El nudo en la garganta era ahora un hueco en el pecho. Zoe me dio la mano de nuevo, se sentó en el pasto en posición de indio frente a mí, me hizo sentarme y me dijo: mamá, ¡vení sentate acá! ¿Qué te pasa?
¿Extrañás a papá? Yo asentí con la cabeza y ella me miró como si fuera la adulta y yo la niña. Con convicción y sabiduría me dijo: sólo queda esperar y en posición de yoga nos pusimos a respirar. Zoe, quien yo creía ingenuamente que no entendía nada, había entendido todo y para mayor sorpresa me lo estaba enseñando a mí.
No sé cómo pasé esos días, la incertidumbre me volvía a acechar, la ansiedad, los miedos, las despedidas.
Finalmente teníamos una fecha. Que Hernán volviera significaba también que ya nos iríamos a Cracovia. Como aquel 24 de octubre volví a sentir ese hielo correrme por la espalda y el temblor en las piernas, pero ahora parecía que se sumaban mariposas en la panza, me brotaron lágrimas de felicidad. Por fin nos volveríamos a abrazar, por fin el equipo se volvería a reunir y se terminaría la espera.

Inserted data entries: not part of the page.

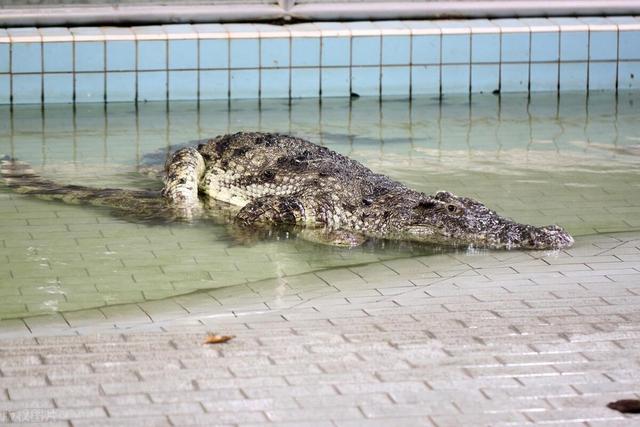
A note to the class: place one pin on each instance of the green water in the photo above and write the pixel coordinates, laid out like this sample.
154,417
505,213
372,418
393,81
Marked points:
571,160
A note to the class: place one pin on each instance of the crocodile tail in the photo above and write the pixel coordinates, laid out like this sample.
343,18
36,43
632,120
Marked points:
21,178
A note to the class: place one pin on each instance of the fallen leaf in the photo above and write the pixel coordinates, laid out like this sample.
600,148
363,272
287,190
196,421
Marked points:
217,339
626,406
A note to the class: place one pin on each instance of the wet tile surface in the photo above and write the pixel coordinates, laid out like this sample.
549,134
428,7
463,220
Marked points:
501,337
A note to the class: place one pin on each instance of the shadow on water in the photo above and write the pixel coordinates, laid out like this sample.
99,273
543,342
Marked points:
571,160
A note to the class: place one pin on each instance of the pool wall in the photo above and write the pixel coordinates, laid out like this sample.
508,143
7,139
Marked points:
322,59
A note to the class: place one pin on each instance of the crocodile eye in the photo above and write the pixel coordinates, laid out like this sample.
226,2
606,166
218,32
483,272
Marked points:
426,204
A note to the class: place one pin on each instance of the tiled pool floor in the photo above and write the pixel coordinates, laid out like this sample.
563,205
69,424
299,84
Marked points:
499,338
384,337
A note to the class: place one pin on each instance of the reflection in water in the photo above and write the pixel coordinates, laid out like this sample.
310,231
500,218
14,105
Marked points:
570,160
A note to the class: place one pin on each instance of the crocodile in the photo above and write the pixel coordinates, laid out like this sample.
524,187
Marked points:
261,181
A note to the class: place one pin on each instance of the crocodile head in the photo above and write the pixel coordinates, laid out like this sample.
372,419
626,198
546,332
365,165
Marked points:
447,218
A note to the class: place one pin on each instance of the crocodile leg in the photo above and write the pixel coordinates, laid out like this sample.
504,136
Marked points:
290,211
323,236
274,210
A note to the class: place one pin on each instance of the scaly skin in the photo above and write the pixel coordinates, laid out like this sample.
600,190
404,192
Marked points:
277,180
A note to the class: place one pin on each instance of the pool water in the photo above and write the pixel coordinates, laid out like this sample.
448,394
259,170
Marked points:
572,160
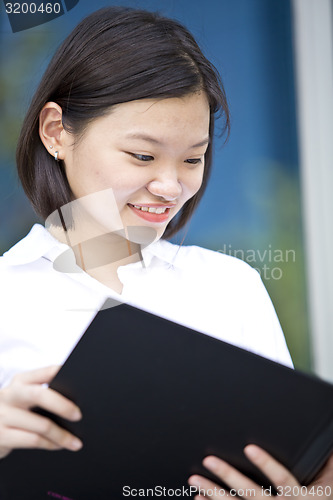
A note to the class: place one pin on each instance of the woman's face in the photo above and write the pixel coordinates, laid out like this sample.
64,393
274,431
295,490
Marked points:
149,151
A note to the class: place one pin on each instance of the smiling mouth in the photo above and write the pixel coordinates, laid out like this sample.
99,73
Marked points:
151,214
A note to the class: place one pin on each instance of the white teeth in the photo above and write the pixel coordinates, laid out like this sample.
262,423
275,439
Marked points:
153,210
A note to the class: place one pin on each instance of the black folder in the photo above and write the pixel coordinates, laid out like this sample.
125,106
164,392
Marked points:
157,398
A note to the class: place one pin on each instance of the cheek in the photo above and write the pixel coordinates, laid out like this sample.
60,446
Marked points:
194,182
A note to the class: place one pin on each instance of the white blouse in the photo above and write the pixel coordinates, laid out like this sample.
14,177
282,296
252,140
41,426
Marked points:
44,312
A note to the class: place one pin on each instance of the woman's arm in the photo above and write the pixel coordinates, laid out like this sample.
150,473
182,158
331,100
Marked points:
280,477
21,428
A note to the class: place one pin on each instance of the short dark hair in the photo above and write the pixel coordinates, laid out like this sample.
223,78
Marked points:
115,55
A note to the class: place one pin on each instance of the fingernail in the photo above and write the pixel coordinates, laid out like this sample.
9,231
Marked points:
77,415
211,463
194,481
251,451
76,444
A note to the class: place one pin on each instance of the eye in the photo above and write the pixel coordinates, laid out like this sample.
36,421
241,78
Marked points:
142,157
193,161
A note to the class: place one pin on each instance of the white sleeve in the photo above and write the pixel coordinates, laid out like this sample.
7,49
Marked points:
263,333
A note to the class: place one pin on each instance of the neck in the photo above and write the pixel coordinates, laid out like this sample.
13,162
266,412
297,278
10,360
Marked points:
102,255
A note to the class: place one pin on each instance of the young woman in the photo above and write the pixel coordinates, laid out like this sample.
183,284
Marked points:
115,154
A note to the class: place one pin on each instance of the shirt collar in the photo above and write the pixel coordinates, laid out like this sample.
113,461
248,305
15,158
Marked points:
40,243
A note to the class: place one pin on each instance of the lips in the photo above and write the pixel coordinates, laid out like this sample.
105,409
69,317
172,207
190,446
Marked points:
151,213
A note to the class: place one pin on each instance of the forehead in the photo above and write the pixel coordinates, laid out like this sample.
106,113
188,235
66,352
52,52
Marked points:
165,120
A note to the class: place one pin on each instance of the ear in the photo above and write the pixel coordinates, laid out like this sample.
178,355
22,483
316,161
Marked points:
51,130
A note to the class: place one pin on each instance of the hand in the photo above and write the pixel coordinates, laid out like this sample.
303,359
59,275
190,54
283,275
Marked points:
286,484
21,428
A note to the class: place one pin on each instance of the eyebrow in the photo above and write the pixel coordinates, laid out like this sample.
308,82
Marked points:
148,138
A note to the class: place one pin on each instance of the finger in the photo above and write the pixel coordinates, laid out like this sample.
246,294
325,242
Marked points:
237,481
17,438
27,396
39,376
206,488
42,426
276,472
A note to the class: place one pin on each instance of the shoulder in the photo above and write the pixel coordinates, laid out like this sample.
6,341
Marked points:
208,261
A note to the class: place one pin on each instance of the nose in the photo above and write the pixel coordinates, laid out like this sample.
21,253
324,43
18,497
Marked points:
166,185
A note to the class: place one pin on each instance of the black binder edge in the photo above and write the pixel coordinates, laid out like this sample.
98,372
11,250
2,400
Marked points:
323,441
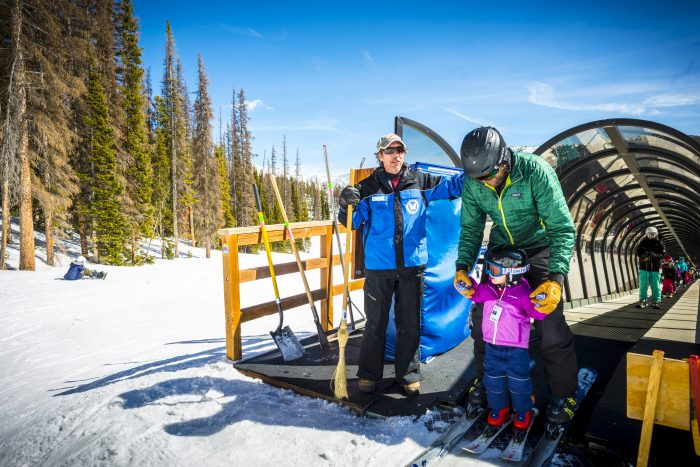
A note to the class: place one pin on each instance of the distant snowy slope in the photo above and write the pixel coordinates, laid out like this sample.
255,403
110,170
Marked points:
132,371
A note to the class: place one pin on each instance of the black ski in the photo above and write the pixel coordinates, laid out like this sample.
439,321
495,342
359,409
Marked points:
548,443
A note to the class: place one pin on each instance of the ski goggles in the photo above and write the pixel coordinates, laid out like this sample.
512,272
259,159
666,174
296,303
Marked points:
489,175
498,270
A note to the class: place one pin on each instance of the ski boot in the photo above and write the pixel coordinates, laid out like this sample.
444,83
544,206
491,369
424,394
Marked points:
522,420
412,389
561,409
498,417
476,401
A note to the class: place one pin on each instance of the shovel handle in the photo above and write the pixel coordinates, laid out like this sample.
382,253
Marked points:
256,193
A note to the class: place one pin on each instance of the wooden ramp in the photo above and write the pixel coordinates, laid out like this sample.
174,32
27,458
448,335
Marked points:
446,378
675,333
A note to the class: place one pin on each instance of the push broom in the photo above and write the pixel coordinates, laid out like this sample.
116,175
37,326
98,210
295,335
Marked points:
340,383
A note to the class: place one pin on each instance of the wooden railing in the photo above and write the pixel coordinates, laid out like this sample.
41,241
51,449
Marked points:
234,238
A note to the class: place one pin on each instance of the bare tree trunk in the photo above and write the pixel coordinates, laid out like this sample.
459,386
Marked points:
15,141
83,236
194,243
6,229
49,237
26,223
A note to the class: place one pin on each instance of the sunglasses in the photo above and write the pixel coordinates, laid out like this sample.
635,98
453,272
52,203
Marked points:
390,151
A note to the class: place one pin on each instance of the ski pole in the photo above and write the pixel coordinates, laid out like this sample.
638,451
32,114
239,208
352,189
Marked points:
334,214
322,339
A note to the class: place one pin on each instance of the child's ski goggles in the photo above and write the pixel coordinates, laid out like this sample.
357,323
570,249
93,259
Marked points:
498,270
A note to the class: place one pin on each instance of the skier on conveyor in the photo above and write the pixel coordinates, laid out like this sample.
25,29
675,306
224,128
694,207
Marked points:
522,195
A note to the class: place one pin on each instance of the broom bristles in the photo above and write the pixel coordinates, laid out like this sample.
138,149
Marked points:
340,381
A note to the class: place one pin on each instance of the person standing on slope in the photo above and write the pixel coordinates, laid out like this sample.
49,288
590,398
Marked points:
505,299
392,204
650,251
522,195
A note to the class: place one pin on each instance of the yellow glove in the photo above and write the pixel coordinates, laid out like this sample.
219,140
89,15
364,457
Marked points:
546,297
463,284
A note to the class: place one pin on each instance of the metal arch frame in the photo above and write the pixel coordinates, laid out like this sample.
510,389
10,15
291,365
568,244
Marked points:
623,150
622,217
584,221
398,129
611,175
693,145
668,157
676,215
640,175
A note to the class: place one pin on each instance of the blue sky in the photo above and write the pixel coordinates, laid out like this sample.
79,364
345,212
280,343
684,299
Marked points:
337,74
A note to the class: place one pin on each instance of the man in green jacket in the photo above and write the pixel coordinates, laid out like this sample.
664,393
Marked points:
521,194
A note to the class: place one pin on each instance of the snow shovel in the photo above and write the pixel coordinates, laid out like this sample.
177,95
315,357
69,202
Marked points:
322,339
289,345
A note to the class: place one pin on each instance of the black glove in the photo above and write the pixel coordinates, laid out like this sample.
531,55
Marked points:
349,195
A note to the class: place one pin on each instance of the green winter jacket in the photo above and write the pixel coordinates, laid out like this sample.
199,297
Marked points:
531,213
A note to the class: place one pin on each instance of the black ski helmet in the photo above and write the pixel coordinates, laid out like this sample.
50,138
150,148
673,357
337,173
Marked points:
507,260
483,151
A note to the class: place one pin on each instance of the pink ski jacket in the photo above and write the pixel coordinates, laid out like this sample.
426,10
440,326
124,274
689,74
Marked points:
509,323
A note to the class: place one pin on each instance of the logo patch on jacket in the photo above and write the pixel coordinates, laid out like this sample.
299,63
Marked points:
412,206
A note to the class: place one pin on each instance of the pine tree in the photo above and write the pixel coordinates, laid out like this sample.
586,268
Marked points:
172,101
285,174
246,204
207,179
186,190
229,220
104,207
237,169
160,162
138,165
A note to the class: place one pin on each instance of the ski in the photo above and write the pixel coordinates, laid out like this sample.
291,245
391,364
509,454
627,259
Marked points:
548,443
516,447
440,447
484,440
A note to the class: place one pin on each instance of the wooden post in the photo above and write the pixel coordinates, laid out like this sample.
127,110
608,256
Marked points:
327,279
232,297
650,408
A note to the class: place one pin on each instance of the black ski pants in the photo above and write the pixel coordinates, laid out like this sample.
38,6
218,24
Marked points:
407,290
556,339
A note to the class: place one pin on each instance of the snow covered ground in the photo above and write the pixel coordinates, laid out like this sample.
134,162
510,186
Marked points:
132,371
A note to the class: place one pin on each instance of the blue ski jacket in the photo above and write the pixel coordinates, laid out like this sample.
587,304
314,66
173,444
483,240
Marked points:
394,219
75,272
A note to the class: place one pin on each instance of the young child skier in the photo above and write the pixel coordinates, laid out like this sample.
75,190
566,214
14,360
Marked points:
668,273
506,329
77,270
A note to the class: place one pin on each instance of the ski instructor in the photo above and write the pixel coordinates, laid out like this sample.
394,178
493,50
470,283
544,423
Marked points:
522,195
392,204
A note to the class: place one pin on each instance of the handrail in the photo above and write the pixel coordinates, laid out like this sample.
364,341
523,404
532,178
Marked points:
233,238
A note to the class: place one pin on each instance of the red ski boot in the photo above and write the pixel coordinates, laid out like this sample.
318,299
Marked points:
498,417
522,421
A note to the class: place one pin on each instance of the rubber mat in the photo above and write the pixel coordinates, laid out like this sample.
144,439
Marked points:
446,377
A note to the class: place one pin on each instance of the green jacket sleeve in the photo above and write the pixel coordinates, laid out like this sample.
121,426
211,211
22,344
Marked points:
472,223
552,209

El regreso de Hernán fue una mezcla de emociones, Zoe con su cartel de purpurina dorada que decía “papá” llenó de brillos toda la ropa y de emoción mi corazón. Que mis padres nos llevaran buscarlo me dió mucha alegría, mucha seguridad y volver a abrazarlo de nuevo fue increíble.
Aprovechamos esos tres días de su estadía para alistar las valijas, comer cosas ricas y reunirnos en familia. Se pasaron muy rápido la verdad, pero aprendí a esperar y sobre todo a celebrar.